Jan. 8, 2018
A real estate contract is a binding contract. Purchasing a home is also one, if not the, biggest purchases of your life. These two facts make it critically important to make sure you are protected when making an offer on a property. One of the best ways to protect your position is using the contract contingencies to your full advantage.
What is a Contingency
A contingency is defined as "a future event or circumstance that is possible but cannot be predicted with certainty". A real estate transaction is a process and events follow a systematic time table that builds from prior events. Depending on a particular outcome, the transaction can proceed in different directions. Managing this sequence of events keeps you on top of the transaction and avoids any missteps that could result in an unwanted circumstance.

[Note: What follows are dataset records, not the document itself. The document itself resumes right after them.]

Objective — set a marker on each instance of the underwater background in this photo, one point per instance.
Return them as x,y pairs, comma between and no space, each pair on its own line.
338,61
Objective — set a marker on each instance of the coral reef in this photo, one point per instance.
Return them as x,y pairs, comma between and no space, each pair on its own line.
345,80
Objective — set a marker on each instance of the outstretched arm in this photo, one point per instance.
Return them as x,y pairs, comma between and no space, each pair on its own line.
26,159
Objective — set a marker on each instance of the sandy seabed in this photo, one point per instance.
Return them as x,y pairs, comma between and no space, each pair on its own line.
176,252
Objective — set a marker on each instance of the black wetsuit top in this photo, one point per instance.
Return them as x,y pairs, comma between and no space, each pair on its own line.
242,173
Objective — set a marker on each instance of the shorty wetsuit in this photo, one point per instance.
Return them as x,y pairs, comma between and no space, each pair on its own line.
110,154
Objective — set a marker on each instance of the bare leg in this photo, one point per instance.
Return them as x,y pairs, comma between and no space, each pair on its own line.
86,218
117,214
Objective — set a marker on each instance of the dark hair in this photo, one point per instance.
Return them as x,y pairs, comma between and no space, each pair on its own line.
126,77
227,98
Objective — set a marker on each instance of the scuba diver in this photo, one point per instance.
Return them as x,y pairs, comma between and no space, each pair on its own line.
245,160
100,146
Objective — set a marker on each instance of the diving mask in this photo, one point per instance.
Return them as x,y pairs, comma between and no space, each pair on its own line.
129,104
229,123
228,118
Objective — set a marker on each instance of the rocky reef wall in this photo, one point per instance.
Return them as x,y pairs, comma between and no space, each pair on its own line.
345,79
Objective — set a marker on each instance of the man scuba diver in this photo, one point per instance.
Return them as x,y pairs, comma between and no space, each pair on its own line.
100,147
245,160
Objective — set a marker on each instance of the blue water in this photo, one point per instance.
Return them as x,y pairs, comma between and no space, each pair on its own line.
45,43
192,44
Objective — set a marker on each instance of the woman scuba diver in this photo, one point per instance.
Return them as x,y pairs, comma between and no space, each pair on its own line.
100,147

The standard Purchase Contract from the Hawaii Association of Realtors is 14 pages in length. Compared to many other states, it is quite lengthy. But considering the importance of the purchase, it makes sense and was created to fully protect all parties. Standard contingencies for buyers include things such as providing proof of cash funds, obtaining financing, performing a home inspection and a final walk through prior to closing. There are also contingencies based on seller information and performance. For example, a seller must provide a full disclosure of the property. The buyer must then review it and accept or decline it. Failure to accept the disclosure can result in a cancellation of escrow. These types of contingencies are similar for surveys, homeowner association and other related documents, and pest inspections and title reports. The nature of the contingency allows for various outcomes - it can be approved, questioned or simply declined. If approved, the contingency is settled and the transaction moves on to the next step. If a contingency is questioned, there are typically timelines that allow for further information to be provided, reviewed and accepted or rejected. Declined can mean that either the contingency has not been met or is not acceptable. This can lead to further negotiations or simply can mean the termination of the contract.
While the standard contract covers many of the issues that commonly arise in a real estate purchase, there are many times when special circumstances require customized contingencies that are worked out between buyers and sellers. An example of this is when the buyer needs to sell an existing home before they can purchase. Conversely, a seller may want the sale contingent on them finding a replacement property. These scenarios are more common, but really most any item in a purchase contract is negotiable.
The most important thing about any contingency is to be realistic. There can be real consequences for failure to perform on a contingency item. Buyers can risk their deposit money. Both parties can risk losing the transaction entirely and not recouping any associated expenses or costs.Make sure that the contingency and the timeframe for the contingency are manageable. And, if you are asking for some consideration from the other party, be willing to give something back in return. The end goal for setting contingencies is to allow the purchase process to move more smoothly.